The White House allowed a federal eviction moratorium to expire Saturday, urging Congress to take legislative action to keep it going and pushing for the distribution of billions of dollars of relief to help those who could now face being pushed out of their homes.
Democrats were dismayed by President Biden's decision not to challenge the Supreme Court's June ruling that the moratorium had to end after July, leaving lawmakers scrambling to draft a bill following the president's Thursday announcement that he would not try to extend it.
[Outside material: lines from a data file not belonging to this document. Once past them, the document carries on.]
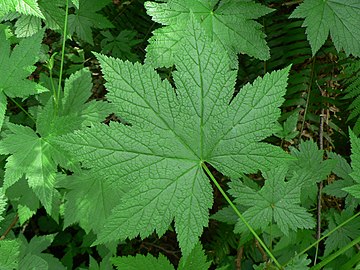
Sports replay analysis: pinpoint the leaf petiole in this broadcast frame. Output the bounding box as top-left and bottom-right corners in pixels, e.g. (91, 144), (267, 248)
(201, 162), (283, 269)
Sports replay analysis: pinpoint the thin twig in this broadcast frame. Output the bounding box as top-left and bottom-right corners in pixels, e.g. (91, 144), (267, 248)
(0, 215), (19, 240)
(255, 239), (268, 262)
(314, 81), (325, 265)
(235, 246), (244, 270)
HOUSE DEMS MAKE LAST-DITCH EFFORT TO EXTEND EVICTION MORATORIUM
"We are only hours away from a fully preventable housing crisis," Sen. Elizabeth Warren, D-Mass., said Saturday from the Senate floor.
"We have the tools and we have the funding," Warren continued. "What we need is the time."
Rep. Maxine Waters, D-Calif., rushed to draft a bill that would have extended the moratorium through the end of 2021, but Republicans opposed the hasty action.
"This is not the way to legislate," Rep. Cathy McMorris Rodgers, R-Wash., said.
The moratorium was put in place in September 2020 by the Centers for Disease Control and Prevention. Its end means that landlords will be able to force out tenants who have been unable to pay their rent during a time when the coronavirus pandemic led to industries being shut down and jobs being lost.
GOVERNMENT OFFICIALS DISTRIBUTED JUST 6.5% OF AVAILABLE RENTAL AID IN FIRST HALF OF 2021
As of last month, approximately 7 million households were not caught up on rent payments, according to data from the U.S. Census Bureau, which raised concerns about a surge in evictions that may occur when the policy is lifted.